Several factors, including the cost to comply with existing and future environmental regulations, recent and forecasted economic conditions, and lower natural gas prices contributed to the decision to close these units.
Additionally, the company will ask for decertification of Boulevard 2 and Boulevard 3 combustion turbine generating units in Savannah upon approval of the IRP, due to the costs to repair and operate the units.
"We recognize the significant impact that these retirements will have on the local communities and we took that into account when making these decisions," said Georgia Power President and CEO Paul Bowers. "These decisions were made after extensive analysis and are necessary in order for us to maintain our commitment to provide the most reliable and affordable electricity to our customers. We are in the midst of a significant transition in our fleet that will result in a more diverse fuel portfolio – including nuclear, 21st century coal, natural gas, renewables and energy efficiency – to ensure we maintain our commitment for generations to come."
The company will also request that units 6 and 7 at Plant Yates switch from coal to natural gas. Additionally, Unit 1 at Plant McIntosh, near Savannah, will switch from Central Appalachian coal to Powder River Basin coal.
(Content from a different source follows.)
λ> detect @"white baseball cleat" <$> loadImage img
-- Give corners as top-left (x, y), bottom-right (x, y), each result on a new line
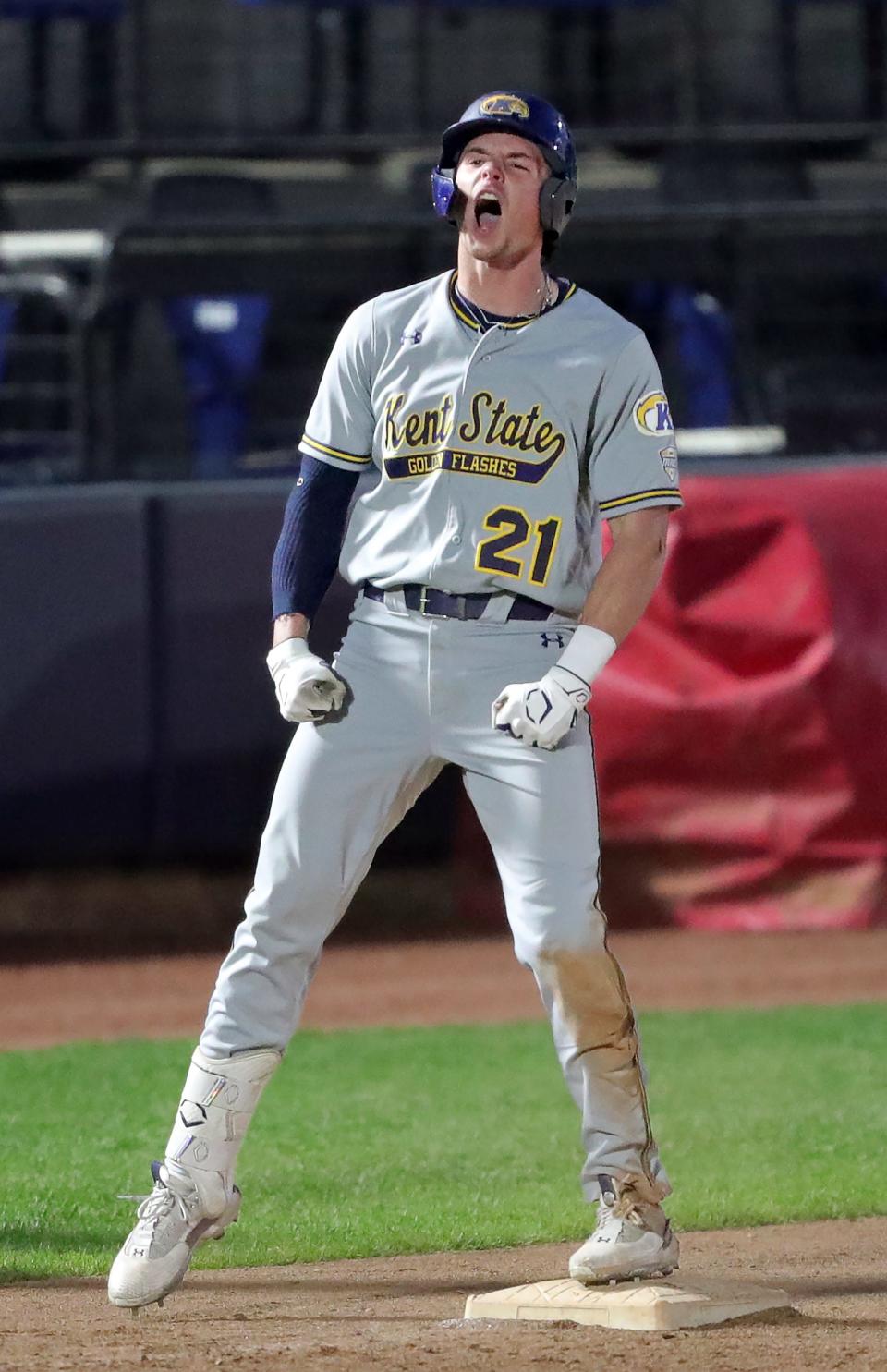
top-left (570, 1176), bottom-right (680, 1285)
top-left (108, 1162), bottom-right (240, 1310)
The fuel switches are the result of the company's evaluation of the MATS rule, other existing and expected environmental regulations, and economic analyses.
The company also announced that the conversion at Plant Mitchell Unit 3, in Albany, from coal to biomass cannot be completed before 2017, should it move forward, due to continued regulatory uncertainty related to the Industrial Boiler Maximum Achievable Control Technology rule and other EPA rules.
The rest of Georgia Power's coal-fired fleet, including the units at plants Bowen, Hammond, Scherer and Wansley, are already in the process of installing additional environmental controls in order to comply with the MATS rule.
Georgia Power will continue to evaluate existing and expected federal and state environmental rules involving air emissions, water treatment, coal ash and gypsum to determine the economics of taking actions to comply with environmental regulations on generating units at Georgia Power plants.
Georgia Power currently operates 11,387 MW of coal-fueled generation at 10 plants across the state. Overall, the company has 18,623 MW of capacity, including nuclear, natural gas and hydro generation.
Georgia Power received approval in March 2012 for the decertification of Plant Branch units 1 and 2, which total 569 MW, effective Dec. 31, 2013 and Oct. 1, 2013, respectively; and Unit 4C at Plant Mitchell in Albany, totaling 33 MW, effective March 26, 2012.
Georgia Power is the largest subsidiary of Southern Company (NYSE: SO), one of the nation's largest generators of electricity. The company is an investor-owned, tax-paying utility with rates below the national average. Georgia Power serves 2.4 million customers in all but four of Georgia's 159 counties.